“Is this any way to execute a major infrastructure project?”
So concludes today’s editorial from the Syracuse Post, hometown paper to State Senator John DeFrancisco, one of three sitting members on the Public Authorities Control Board (PACB) who, yesterday, rubber-stamped a raid of clean water funds to pay for the New New York Bridge construction projects.
Only a few weeks ago, DeFrancisco offered fighting words that provided hope to the advocacy community that has been shut out of the decision-making process on this controversial loan. In an interview with Capital Tonight’s Liz Benjamin, the Senator stated: “I have no compunction at all about voting ‘no’ if it’s not the proper use of money or there’s not a full financing plan, because the people should know how they’re paying for this thing.” And yet, the PACB—including Senator DeFrancisco—unanimously approved the first installment of $511 million in low-interest loans from the Clean Water State Revolving Fund, despite the fact that a full financing plan was not provided either to the PACB or the public.
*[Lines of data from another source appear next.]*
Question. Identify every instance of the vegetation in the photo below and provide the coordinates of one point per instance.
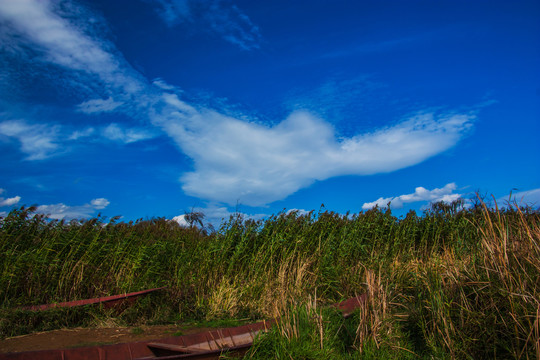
(456, 282)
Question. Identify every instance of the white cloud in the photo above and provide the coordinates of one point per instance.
(444, 194)
(68, 44)
(236, 160)
(78, 134)
(9, 201)
(229, 22)
(99, 105)
(116, 132)
(38, 141)
(181, 220)
(100, 203)
(62, 211)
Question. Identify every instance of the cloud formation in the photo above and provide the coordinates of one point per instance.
(229, 22)
(95, 106)
(9, 201)
(38, 141)
(119, 133)
(235, 159)
(444, 194)
(62, 211)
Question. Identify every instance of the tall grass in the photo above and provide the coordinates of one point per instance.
(454, 282)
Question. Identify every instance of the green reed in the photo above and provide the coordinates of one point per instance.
(454, 281)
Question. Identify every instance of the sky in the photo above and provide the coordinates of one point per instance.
(155, 108)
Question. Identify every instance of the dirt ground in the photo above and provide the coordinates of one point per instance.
(66, 338)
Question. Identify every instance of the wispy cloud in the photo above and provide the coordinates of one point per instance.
(445, 194)
(119, 133)
(9, 201)
(38, 141)
(63, 211)
(219, 16)
(66, 42)
(42, 141)
(95, 106)
(236, 160)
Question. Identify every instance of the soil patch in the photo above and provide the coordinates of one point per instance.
(67, 338)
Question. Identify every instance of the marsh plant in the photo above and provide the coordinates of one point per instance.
(455, 282)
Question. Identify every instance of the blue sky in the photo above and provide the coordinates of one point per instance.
(152, 108)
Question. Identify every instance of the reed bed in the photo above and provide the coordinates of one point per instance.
(454, 282)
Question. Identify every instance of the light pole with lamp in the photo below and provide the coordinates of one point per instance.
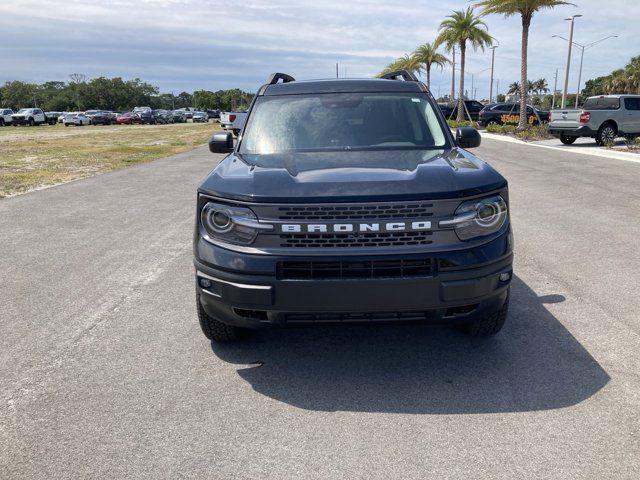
(583, 48)
(473, 76)
(566, 73)
(493, 57)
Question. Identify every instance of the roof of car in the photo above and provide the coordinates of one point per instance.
(341, 86)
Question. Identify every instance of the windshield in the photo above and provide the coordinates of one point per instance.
(602, 103)
(343, 121)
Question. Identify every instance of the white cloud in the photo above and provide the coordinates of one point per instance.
(187, 44)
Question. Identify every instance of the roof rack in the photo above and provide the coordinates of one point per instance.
(275, 77)
(406, 75)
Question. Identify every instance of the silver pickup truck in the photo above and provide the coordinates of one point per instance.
(604, 118)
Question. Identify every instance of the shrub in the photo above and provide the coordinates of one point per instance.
(455, 124)
(532, 132)
(501, 129)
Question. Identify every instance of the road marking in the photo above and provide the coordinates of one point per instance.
(613, 155)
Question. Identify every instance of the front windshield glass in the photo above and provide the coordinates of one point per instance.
(602, 103)
(343, 121)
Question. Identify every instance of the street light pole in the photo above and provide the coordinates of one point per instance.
(579, 76)
(493, 57)
(453, 76)
(555, 88)
(582, 48)
(566, 73)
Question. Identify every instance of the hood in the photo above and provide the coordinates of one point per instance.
(352, 176)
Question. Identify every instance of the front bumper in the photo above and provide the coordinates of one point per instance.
(463, 285)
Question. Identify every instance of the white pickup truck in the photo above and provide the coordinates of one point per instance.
(604, 118)
(233, 121)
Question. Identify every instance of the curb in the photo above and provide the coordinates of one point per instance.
(613, 155)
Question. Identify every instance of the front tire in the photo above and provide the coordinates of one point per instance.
(491, 323)
(607, 133)
(214, 329)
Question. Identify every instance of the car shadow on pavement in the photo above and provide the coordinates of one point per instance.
(533, 364)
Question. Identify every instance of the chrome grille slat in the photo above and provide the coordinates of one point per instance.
(356, 212)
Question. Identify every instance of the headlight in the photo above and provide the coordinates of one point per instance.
(477, 218)
(231, 224)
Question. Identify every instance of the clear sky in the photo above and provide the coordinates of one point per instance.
(193, 44)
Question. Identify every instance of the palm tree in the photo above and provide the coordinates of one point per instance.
(526, 9)
(407, 62)
(427, 54)
(457, 29)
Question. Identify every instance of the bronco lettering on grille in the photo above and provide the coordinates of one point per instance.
(418, 225)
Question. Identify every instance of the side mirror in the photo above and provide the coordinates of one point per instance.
(468, 137)
(221, 143)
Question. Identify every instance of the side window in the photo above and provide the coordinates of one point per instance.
(632, 103)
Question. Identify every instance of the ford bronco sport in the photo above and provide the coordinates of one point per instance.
(350, 201)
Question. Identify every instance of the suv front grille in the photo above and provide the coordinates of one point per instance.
(356, 212)
(325, 270)
(329, 317)
(368, 239)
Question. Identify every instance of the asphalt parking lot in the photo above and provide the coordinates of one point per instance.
(104, 371)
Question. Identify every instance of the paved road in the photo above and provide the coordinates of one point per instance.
(105, 373)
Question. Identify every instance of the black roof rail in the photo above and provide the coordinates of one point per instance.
(406, 75)
(274, 77)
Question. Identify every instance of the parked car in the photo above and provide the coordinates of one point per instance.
(179, 116)
(28, 116)
(5, 116)
(450, 110)
(99, 117)
(357, 205)
(128, 118)
(200, 117)
(509, 114)
(604, 118)
(162, 117)
(52, 117)
(142, 109)
(233, 121)
(76, 118)
(146, 117)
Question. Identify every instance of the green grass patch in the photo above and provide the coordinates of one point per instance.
(35, 157)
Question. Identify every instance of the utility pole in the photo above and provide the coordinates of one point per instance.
(555, 87)
(453, 76)
(493, 57)
(566, 73)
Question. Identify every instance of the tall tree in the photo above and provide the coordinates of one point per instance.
(526, 9)
(514, 88)
(427, 55)
(457, 29)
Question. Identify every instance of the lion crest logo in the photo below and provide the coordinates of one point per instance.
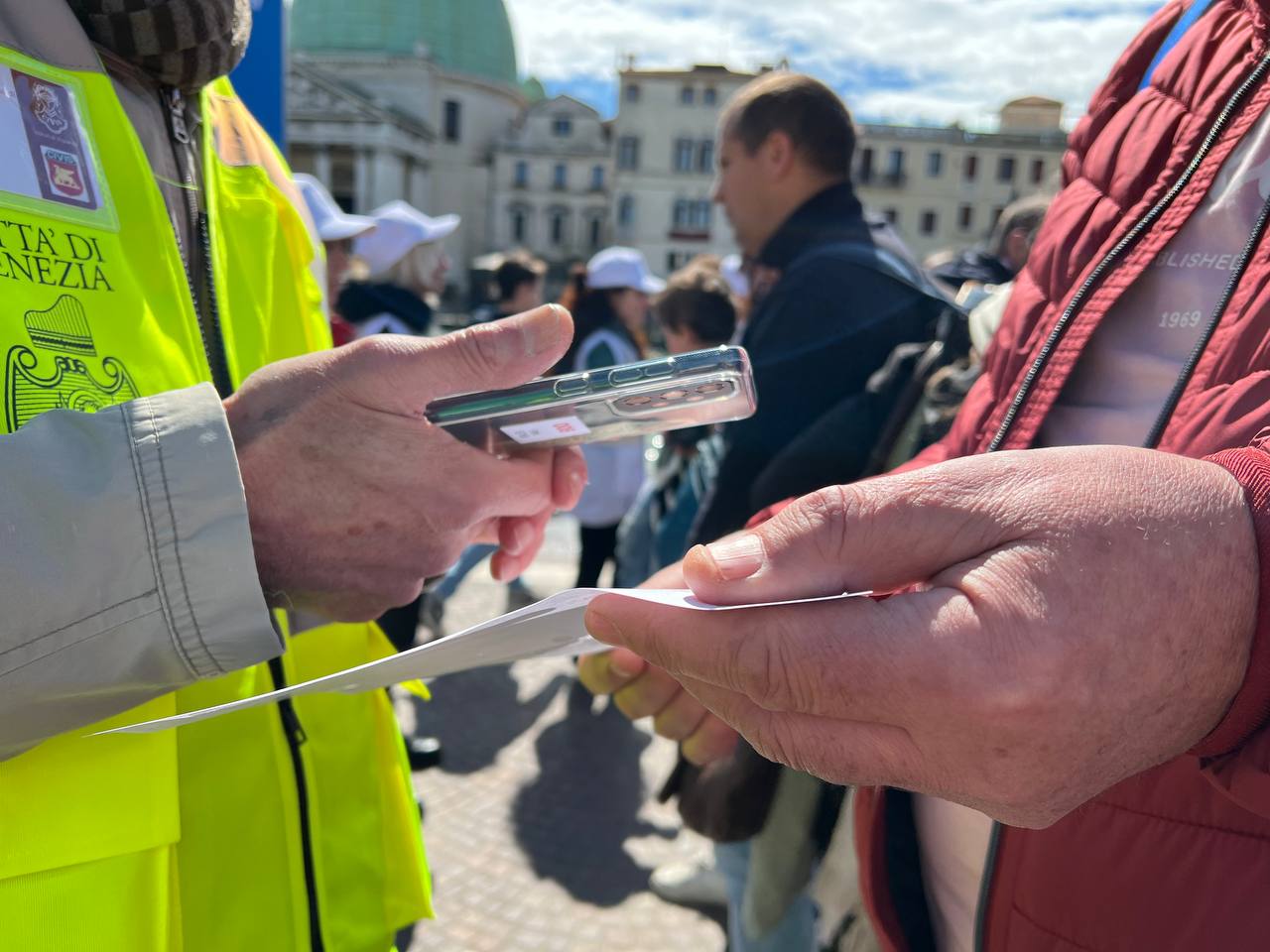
(48, 107)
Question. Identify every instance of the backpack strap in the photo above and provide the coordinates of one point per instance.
(1184, 23)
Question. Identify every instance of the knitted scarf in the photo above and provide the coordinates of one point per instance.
(182, 44)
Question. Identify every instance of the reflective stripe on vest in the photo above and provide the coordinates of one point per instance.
(186, 841)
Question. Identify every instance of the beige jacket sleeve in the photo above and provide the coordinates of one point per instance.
(126, 562)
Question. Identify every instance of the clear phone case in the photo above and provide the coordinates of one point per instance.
(612, 403)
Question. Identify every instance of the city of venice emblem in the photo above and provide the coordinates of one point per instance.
(64, 177)
(55, 373)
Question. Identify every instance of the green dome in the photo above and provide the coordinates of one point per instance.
(465, 36)
(532, 90)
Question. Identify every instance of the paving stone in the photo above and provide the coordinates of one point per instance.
(540, 825)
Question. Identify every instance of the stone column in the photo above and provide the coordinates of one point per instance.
(321, 166)
(361, 181)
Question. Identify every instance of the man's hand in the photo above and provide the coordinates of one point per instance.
(354, 499)
(1080, 616)
(642, 689)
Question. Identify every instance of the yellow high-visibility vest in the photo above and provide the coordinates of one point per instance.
(241, 832)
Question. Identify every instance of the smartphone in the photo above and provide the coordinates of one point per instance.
(612, 403)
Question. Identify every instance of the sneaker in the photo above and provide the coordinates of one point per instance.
(423, 753)
(520, 597)
(434, 615)
(690, 883)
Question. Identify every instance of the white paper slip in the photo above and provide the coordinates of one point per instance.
(547, 629)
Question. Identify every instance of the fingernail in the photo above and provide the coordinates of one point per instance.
(541, 333)
(601, 627)
(624, 665)
(522, 536)
(738, 557)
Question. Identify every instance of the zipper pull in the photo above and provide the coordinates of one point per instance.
(177, 114)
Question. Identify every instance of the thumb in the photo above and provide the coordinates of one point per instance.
(492, 356)
(875, 536)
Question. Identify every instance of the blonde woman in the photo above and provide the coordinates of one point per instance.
(407, 267)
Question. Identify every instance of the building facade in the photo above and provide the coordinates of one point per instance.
(944, 188)
(552, 182)
(663, 141)
(394, 99)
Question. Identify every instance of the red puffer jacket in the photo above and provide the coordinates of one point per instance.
(1179, 857)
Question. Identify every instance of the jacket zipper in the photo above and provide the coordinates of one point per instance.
(213, 349)
(1183, 381)
(296, 737)
(206, 306)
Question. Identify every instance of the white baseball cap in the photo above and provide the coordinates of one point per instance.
(398, 229)
(622, 268)
(333, 222)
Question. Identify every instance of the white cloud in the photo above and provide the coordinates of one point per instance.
(902, 60)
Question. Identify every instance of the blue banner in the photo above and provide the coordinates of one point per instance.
(261, 79)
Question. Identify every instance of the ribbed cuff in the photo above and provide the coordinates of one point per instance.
(199, 535)
(1250, 711)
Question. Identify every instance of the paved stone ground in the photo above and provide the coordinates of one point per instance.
(541, 826)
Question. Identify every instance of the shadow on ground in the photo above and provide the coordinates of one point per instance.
(572, 821)
(488, 693)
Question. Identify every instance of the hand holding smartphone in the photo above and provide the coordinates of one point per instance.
(612, 403)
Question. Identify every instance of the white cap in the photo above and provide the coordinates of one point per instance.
(333, 222)
(735, 277)
(398, 229)
(622, 268)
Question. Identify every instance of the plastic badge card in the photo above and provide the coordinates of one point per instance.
(548, 629)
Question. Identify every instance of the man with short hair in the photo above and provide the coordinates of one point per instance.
(1003, 255)
(518, 281)
(844, 295)
(833, 315)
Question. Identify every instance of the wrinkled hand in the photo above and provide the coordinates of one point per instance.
(642, 689)
(1080, 616)
(354, 499)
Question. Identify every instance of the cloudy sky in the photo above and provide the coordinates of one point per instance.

At the meeting, the Senator stated: “We still don’t have a complete financial plan and that bothers me.” At an impromptu press conference after the vote, when confronted by TSTC about the public’s right to know the numbers and the Senator’s failure to fight for that right, DeFrancisco could offer no defense, saying only: “you’re exactly right.”
Thankfully, other public officials are standing up against Governor Cuomo. Region 2 Administrator for the Environmental Protection Agency (EPA) Judith Enck was direct with the Post’s Editorial Board, who reported: “she did not believe the bridge work qualifies as a water quality project. She objected to the lack of public comment and the haste with which EFC approved the loan. Enck also questioned how EFC could make the loan when the state’s sewage treatment systems needs tens of billions of dollars in repairs.”
It was revealed at yesterday’s meeting that the EPA does in fact have approval authority over these funds as well as the ability to claw back any funds that do not meet the federal requirements of the Clean Water State Revolving Fund. It is not clear when the EPA’s review will be completed. In the meantime, the loan approval process marches on: the third and final vote before the NYS Thruway Authority, which has expressed full support for the loan, has been scheduled for August 6.